Changing the `--threads-per-core` does not affect this: 
salloc --ntasks-per-node=1 --threads-per-core=2 --cpus-per-task=256 --ntasks-per-core=1 --mem-per-cpu=920
   NumNodes=1 NumCPUs=256 NumTasks=1 CPUs/Task=256 ReqB:S:C:T=0:0:*:2
   TRES=cpu=256,mem=230G,node=1,billing=256
   Socks/Node=* NtasksPerN:B:S:C=1:0:*:1 CoreSpec=*
   MinCPUsNode=256 MinMemoryCPU=920M MinTmpDiskNode=0

salloc --ntasks-per-node=1 --threads-per-core=1 --cpus-per-task=128 --ntasks-per-core=1 --mem-per-cpu=1840
   NumNodes=1 NumCPUs=128 NumTasks=1 CPUs/Task=128 ReqB:S:C:T=0:0:*:2
   TRES=cpu=128,mem=230G,node=1,billing=128
   Socks/Node=* NtasksPerN:B:S:C=1:0:*:1 CoreSpec=*
   MinCPUsNode=128 MinMemoryCPU=1840M MinTmpDiskNode=0

(Note that the last of the above reports the incorrect number of cpus reserved due to the memory requested and the DefMemPerCPU, which should reserve and bill for 256) 

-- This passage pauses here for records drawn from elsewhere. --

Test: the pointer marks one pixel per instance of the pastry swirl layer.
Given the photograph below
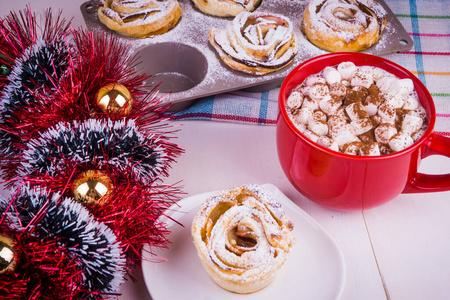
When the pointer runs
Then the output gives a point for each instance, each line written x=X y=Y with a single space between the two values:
x=255 y=43
x=139 y=18
x=242 y=237
x=344 y=25
x=226 y=8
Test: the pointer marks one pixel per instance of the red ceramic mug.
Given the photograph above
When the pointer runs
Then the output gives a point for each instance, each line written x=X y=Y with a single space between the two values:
x=346 y=182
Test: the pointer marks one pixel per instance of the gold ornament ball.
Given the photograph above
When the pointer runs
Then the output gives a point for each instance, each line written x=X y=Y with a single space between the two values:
x=114 y=99
x=92 y=187
x=7 y=260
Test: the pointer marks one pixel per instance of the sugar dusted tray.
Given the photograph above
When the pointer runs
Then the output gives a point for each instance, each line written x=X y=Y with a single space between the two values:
x=188 y=67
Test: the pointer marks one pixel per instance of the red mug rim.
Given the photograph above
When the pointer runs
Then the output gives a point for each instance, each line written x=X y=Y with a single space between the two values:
x=350 y=56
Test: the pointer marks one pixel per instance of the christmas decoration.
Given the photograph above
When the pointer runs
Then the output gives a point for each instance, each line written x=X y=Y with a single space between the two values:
x=90 y=242
x=114 y=99
x=43 y=269
x=92 y=187
x=87 y=148
x=131 y=163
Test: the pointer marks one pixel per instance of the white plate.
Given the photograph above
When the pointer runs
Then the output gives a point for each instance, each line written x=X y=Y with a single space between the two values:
x=314 y=270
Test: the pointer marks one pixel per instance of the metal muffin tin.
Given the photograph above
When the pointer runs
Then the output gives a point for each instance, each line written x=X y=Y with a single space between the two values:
x=187 y=67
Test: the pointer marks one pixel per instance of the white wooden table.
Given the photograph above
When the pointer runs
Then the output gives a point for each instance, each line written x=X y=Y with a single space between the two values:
x=400 y=250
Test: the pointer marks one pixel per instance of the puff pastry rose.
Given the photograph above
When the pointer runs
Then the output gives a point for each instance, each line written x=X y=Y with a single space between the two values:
x=255 y=43
x=242 y=237
x=139 y=18
x=344 y=25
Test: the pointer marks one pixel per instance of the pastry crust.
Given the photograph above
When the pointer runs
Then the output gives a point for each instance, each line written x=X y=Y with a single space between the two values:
x=226 y=8
x=242 y=237
x=139 y=18
x=255 y=43
x=344 y=26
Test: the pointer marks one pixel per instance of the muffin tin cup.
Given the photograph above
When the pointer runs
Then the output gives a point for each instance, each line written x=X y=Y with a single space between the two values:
x=187 y=67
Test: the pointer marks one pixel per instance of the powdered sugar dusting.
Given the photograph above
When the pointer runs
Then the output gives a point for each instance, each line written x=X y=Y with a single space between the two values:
x=252 y=214
x=193 y=28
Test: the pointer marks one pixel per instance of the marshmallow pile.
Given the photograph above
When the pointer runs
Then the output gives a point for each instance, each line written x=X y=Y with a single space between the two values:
x=359 y=110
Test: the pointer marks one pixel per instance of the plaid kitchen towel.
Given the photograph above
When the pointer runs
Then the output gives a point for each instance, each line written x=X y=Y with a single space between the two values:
x=428 y=24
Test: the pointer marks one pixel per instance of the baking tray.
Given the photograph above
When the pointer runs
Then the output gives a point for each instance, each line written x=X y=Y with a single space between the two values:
x=187 y=67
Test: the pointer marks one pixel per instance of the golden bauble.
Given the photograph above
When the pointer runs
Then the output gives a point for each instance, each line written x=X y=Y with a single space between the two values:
x=7 y=260
x=114 y=99
x=92 y=187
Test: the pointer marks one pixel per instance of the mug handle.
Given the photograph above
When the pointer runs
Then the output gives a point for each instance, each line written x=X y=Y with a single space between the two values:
x=425 y=183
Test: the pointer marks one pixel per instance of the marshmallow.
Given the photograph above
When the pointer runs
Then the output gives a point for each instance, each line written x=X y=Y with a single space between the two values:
x=330 y=106
x=377 y=73
x=361 y=125
x=331 y=75
x=318 y=91
x=337 y=120
x=418 y=134
x=343 y=134
x=371 y=108
x=311 y=135
x=411 y=123
x=353 y=148
x=420 y=112
x=370 y=149
x=320 y=115
x=362 y=79
x=346 y=69
x=394 y=99
x=411 y=102
x=387 y=113
x=400 y=141
x=318 y=126
x=384 y=83
x=376 y=120
x=303 y=115
x=372 y=101
x=314 y=79
x=328 y=143
x=308 y=103
x=301 y=127
x=295 y=99
x=384 y=132
x=356 y=111
x=403 y=86
x=338 y=90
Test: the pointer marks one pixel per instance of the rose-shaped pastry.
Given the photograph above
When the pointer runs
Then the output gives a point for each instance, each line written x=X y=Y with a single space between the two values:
x=242 y=237
x=255 y=43
x=344 y=25
x=226 y=8
x=139 y=18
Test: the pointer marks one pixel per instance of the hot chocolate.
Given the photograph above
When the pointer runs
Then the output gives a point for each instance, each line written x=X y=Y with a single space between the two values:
x=359 y=110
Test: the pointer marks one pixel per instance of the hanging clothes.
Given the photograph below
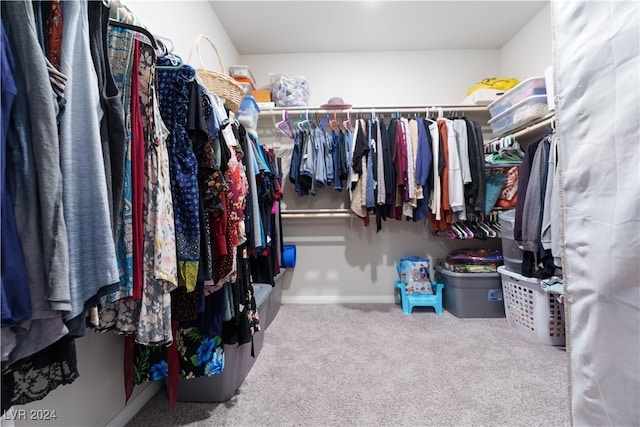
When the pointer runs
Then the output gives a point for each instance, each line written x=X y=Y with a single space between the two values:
x=173 y=93
x=40 y=358
x=33 y=151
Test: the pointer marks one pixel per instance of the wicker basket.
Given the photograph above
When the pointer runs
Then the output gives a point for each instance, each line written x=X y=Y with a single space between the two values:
x=219 y=83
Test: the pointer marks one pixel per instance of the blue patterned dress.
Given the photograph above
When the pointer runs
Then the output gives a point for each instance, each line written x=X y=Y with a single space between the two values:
x=173 y=93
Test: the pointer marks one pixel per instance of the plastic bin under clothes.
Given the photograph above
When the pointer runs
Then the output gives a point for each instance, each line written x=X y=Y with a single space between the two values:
x=237 y=362
x=511 y=251
x=476 y=295
x=526 y=89
x=521 y=114
x=275 y=300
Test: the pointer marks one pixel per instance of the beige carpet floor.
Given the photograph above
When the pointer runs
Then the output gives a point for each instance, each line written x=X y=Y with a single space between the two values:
x=371 y=365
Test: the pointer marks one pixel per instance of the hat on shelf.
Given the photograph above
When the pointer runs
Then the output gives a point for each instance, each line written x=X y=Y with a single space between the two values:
x=336 y=102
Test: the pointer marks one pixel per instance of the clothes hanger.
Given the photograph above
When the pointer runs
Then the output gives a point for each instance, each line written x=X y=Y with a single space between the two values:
x=284 y=126
x=325 y=121
x=335 y=122
x=176 y=61
x=347 y=123
x=137 y=29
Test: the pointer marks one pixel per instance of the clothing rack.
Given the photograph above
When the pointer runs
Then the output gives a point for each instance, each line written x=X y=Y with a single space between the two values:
x=318 y=213
x=277 y=111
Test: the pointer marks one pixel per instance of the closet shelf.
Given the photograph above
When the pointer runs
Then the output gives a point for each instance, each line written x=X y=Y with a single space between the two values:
x=541 y=125
x=433 y=109
x=318 y=213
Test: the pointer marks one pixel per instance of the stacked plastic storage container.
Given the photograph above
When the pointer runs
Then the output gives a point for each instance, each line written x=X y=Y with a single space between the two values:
x=519 y=106
x=528 y=308
x=472 y=288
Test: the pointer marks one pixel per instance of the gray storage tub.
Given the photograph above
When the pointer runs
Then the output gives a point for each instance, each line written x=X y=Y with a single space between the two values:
x=471 y=294
x=237 y=362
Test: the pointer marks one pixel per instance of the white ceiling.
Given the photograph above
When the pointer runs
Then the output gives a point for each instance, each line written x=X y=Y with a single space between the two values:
x=281 y=27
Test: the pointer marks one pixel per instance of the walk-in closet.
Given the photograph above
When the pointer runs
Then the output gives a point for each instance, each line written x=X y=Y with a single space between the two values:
x=322 y=213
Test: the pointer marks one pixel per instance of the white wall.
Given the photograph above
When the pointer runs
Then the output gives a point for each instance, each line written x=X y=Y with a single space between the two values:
x=182 y=22
x=383 y=78
x=529 y=52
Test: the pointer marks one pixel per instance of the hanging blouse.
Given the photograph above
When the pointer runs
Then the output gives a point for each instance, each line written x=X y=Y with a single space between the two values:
x=173 y=88
x=36 y=180
x=120 y=50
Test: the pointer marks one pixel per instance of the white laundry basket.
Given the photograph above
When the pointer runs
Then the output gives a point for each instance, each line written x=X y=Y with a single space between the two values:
x=532 y=311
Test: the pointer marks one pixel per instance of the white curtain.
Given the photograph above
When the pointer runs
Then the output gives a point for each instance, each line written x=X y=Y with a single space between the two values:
x=597 y=75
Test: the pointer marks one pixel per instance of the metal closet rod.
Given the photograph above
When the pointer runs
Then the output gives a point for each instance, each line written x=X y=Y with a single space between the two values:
x=383 y=110
x=318 y=213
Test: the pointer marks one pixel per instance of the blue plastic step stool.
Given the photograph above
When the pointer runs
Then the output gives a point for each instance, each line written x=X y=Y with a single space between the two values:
x=409 y=301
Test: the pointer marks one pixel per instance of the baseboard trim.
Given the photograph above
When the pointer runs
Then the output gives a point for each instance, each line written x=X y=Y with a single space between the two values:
x=337 y=299
x=135 y=404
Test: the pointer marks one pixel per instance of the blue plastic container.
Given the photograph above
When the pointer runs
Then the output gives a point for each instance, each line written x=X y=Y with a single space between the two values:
x=289 y=256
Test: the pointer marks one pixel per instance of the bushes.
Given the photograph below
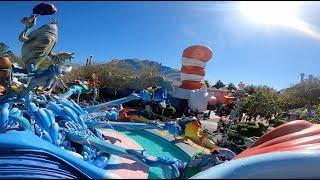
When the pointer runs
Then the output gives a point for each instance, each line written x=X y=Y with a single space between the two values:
x=277 y=122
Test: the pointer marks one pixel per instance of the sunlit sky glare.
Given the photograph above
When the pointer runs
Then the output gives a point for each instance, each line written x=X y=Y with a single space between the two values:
x=267 y=44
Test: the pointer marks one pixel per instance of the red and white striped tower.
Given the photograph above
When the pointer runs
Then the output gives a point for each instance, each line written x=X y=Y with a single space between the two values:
x=194 y=60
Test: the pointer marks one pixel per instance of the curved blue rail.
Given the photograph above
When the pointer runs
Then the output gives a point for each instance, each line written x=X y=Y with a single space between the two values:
x=283 y=165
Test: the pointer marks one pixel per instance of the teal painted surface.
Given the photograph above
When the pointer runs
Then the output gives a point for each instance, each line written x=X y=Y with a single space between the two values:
x=156 y=146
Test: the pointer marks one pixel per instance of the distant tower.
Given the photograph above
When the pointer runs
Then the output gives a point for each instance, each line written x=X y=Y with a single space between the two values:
x=89 y=61
x=302 y=77
x=241 y=86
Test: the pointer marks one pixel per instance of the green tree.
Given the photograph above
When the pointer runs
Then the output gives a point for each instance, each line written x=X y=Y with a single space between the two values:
x=219 y=84
x=260 y=103
x=5 y=51
x=250 y=89
x=206 y=82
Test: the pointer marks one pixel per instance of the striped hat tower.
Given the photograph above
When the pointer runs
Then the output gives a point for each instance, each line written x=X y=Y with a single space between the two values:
x=194 y=60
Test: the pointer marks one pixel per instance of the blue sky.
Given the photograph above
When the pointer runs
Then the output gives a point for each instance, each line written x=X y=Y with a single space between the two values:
x=160 y=31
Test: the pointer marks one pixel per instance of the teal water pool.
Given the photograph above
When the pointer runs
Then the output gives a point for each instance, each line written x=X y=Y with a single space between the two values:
x=156 y=146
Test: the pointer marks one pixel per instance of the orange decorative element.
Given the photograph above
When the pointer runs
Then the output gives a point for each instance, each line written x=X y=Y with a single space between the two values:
x=5 y=67
x=193 y=70
x=123 y=115
x=213 y=101
x=228 y=100
x=292 y=136
x=191 y=85
x=200 y=52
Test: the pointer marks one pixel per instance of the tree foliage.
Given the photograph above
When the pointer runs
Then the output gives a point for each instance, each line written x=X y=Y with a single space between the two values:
x=231 y=87
x=219 y=84
x=207 y=83
x=260 y=103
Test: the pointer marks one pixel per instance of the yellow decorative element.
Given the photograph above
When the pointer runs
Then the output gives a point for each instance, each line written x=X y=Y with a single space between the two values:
x=192 y=132
x=16 y=87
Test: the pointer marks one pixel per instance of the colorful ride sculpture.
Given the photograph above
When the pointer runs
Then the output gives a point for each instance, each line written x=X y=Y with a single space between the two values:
x=47 y=136
x=83 y=87
x=192 y=87
x=58 y=128
x=289 y=151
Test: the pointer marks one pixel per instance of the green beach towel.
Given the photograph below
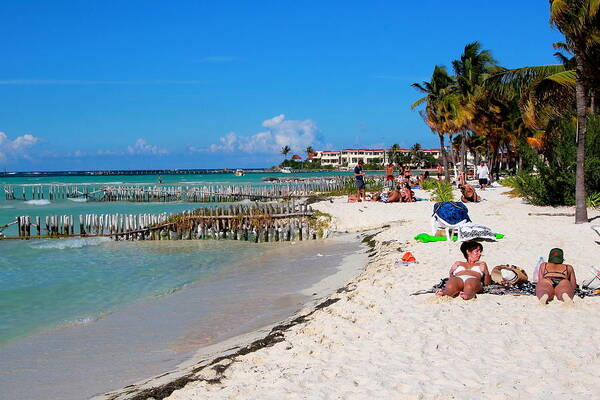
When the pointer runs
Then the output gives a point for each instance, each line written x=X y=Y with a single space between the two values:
x=425 y=238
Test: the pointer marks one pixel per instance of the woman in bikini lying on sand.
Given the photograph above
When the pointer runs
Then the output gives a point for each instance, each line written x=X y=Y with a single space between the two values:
x=469 y=195
x=555 y=279
x=466 y=277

If one requests memory that would exceed the 230GB given the number of --cpus-per-task, the request should fail but does not iff threads-per-core=2. For threads-per-core=1, the following is seen

salloc --ntasks-per-node=1 --threads-per-core=1 --cpus-per-task=128 --ntasks-per-core=1 --mem=230G
   NumNodes=1 NumCPUs=256 NumTasks=1 CPUs/Task=128 ReqB:S:C:T=0:0:*:1
   TRES=cpu=256,mem=230G,node=1,billing=256
   Socks/Node=* NtasksPerN:B:S:C=1:0:*:1 CoreSpec=*
   MinCPUsNode=128 MinMemoryNode=230G MinTmpDiskNode=0
salloc --ntasks-per-node=1 --threads-per-core=1 --cpus-per-task=128 --ntasks-per-core=1 --mem=237G
salloc: error: Job submit/allocate failed: Requested node configuration is not available
 salloc --ntasks-per-node=1 --threads-per-core=1 --cpus-per-task=128 --ntasks-per-core=1 --mem-per-cpu=1850
salloc: error: Job submit/allocate failed: Requested node configuration is not available

Both failed requests exceed the 230G in the configuration. Yet I can exceed this memory limit by setting threads-per-core=2
salloc --ntasks-per-node=1 --threads-per-core=2 --cpus-per-task=128 --ntasks-per-core=1 --mem-per-cpu=1850
   NumNodes=1 NumCPUs=256 NumTasks=1 CPUs/Task=256 ReqB:S:C:T=0:0:*:2
   TRES=cpu=256,mem=236800M,node=1,billing=256
   Socks/Node=* NtasksPerN:B:S:C=1:0:*:1 CoreSpec=*
   MinCPUsNode=128 MinMemoryCPU=925M MinTmpDiskNode=0

salloc --ntasks-per-node=1 --threads-per-core=2 --cpus-per-task=128 --ntasks-per-core=1 --mem=239G
   NumNodes=1 NumCPUs=128 NumTasks=1 CPUs/Task=128 ReqB:S:C:T=0:0:*:2
   TRES=cpu=128,mem=239G,node=1,billing=128
   Socks/Node=* NtasksPerN:B:S:C=1:0:*:1 CoreSpec=*
   MinCPUsNode=134 MinMemoryNode=239G MinTmpDiskNode=0

salloc --ntasks-per-node=1 --threads-per-core=2 --cpus-per-task=256 --ntasks-per-core=1 --mem=239G
   NumNodes=1 NumCPUs=256 NumTasks=1 CPUs/Task=256 ReqB:S:C:T=0:0:*:2
   TRES=cpu=256,mem=239G,node=1,billing=256
   Socks/Node=* NtasksPerN:B:S:C=1:0:*:1 CoreSpec=*
   MinCPUsNode=256 MinMemoryNode=239G MinTmpDiskNode=0

There is a bug here when threads per core is not 1. 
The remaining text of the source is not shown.